Querying databases using SQL#

The first step is to load and explore data. We use pandas for loading the data and all we do is store it in variables.

import pandas as pd
from pandasql import sqldf

When working with SQL, common practice is to call tables (a.k.a. DataFrames) as singluar. This allows to read SQL code better. For example in a database containing experiments, we can later use experiment.concentration to describe the concentration of a drug that was used to expose cells.

experiment = pd.read_csv("../../data/experiments.csv")
measurement = pd.read_csv("../../data/measurements.csv")

Next we combine these tables in a database. Therefore, we define a function that can query the database.

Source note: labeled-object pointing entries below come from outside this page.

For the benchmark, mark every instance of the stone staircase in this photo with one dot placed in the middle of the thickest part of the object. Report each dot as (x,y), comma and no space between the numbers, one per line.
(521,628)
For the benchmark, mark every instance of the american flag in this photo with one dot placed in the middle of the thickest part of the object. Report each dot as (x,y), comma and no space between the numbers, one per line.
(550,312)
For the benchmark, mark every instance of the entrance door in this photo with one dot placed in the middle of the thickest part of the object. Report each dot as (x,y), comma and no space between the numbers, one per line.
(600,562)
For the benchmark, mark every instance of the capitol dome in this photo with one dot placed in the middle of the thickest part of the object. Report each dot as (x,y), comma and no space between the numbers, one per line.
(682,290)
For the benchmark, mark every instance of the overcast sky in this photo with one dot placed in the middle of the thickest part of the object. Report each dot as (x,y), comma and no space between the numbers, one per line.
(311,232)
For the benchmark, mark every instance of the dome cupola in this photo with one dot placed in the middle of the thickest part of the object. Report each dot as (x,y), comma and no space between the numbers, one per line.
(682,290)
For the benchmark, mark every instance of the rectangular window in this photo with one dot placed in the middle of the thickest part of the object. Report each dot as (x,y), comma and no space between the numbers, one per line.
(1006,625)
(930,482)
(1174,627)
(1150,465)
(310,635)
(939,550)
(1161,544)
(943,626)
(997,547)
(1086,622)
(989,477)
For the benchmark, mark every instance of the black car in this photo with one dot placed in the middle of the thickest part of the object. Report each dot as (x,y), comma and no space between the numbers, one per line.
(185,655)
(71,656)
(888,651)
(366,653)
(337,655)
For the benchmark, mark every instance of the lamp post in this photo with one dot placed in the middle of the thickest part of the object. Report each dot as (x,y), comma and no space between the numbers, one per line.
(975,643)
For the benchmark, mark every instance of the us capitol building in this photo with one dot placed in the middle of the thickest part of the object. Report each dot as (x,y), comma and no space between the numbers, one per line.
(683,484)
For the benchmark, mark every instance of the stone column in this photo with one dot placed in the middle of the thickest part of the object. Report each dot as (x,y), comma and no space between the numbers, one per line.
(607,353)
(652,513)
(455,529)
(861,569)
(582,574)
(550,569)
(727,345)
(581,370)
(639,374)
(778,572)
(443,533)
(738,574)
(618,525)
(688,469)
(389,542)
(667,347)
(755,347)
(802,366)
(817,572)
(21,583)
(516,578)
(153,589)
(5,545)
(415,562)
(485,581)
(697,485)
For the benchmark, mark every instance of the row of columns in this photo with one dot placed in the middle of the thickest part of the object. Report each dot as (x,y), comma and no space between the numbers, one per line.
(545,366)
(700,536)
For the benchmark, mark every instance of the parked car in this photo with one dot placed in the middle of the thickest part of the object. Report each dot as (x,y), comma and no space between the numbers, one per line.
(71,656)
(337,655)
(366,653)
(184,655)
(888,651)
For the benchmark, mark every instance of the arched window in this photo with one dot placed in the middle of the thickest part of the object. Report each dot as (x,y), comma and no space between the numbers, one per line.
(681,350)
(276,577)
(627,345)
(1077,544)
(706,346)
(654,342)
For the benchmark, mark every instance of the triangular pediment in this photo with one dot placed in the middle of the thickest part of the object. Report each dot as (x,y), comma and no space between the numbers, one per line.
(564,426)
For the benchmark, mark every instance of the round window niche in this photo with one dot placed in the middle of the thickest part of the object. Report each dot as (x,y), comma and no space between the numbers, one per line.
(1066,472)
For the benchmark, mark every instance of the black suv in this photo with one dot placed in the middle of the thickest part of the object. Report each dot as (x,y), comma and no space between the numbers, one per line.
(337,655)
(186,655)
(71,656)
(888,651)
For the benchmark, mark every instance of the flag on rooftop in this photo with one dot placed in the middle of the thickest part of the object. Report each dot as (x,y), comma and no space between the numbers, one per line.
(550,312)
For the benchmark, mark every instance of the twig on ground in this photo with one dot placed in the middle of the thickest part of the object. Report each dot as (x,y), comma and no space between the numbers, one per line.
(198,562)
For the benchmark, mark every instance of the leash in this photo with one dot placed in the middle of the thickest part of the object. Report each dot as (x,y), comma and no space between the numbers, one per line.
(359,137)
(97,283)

query_database = lambda q: sqldf(q, globals())

Select From#

Next, we define a query in SQL. SQL has a quite nicely human readable format. Typically we start by defining what we want to read (SELECT) and from where (FROM).

query = """
SELECT * 
FROM measurement
"""

query_database(query)
Unnamed: 0 image_ID time_after_exposure_in_s number_of_cells
0 0 1 0 99
1 1 1 1 52
2 2 1 2 33
3 3 1 3 25
4 4 1 4 21
... ... ... ... ...
95 95 10 5 52
96 96 10 6 54
97 97 10 7 54
98 98 10 8 54
99 99 10 9 51

100 rows × 4 columns

By the way, SQL is not case-sensitive per-se but you typically find SQL command words in capital letters.

query = """
select * 
from measurement
"""

query_database(query)
Unnamed: 0 image_ID time_after_exposure_in_s number_of_cells
0 0 1 0 99
1 1 1 1 52
2 2 1 2 33
3 3 1 3 25
4 4 1 4 21
... ... ... ... ...
95 95 10 5 52
96 96 10 6 54
97 97 10 7 54
98 98 10 8 54
99 99 10 9 51

100 rows × 4 columns

You can also select specific columns by name. Also here, SQL is not case-sensitive. The selected column concentration shows up as Concentration because that’s its name in the database.

query = """
select Comment, concentration
from experiment
"""

query_database(query)
Comment Concentration
0 High dose 50
1 Medium dose 20
2 Control 0
3 Super high dose 1000

Sorting tables#

This table can also be sorted using the ORDER BY statement, for example to see the highest number of cells. In this case we sort the column descending using the DESC statement. The ascending order ASC would be default.

query = """
SELECT * 
FROM measurement
ORDER BY number_of_cells DESC
"""

query_database(query)
Unnamed: 0 image_ID time_after_exposure_in_s number_of_cells
0 10 2 0 201
1 75 8 5 161
2 50 6 0 158
3 78 8 8 158
4 70 8 0 157
... ... ... ... ...
95 47 5 7 8
96 38 4 8 7
97 48 5 8 7
98 39 4 9 6
99 49 5 9 6

100 rows × 4 columns

Specifying the number of rows to query#

In case a table is very large, retrieving all rows may take a long time. To get insights into the data anyway, it may make sense to LIMIT the table by the top 10 rows.

query = """
SELECT * 
FROM measurement
ORDER BY number_of_cells DESC
LIMIT 10;
"""

query_database(query)
Unnamed: 0 image_ID time_after_exposure_in_s number_of_cells
0 10 2 0 201
1 75 8 5 161
2 50 6 0 158
3 78 8 8 158
4 70 8 0 157
5 77 8 7 157
6 76 8 6 154
7 60 7 0 153
8 64 7 4 153
9 66 7 6 153

Exercise#

Determine the longest time_after_exposure_in_s applied in any experient.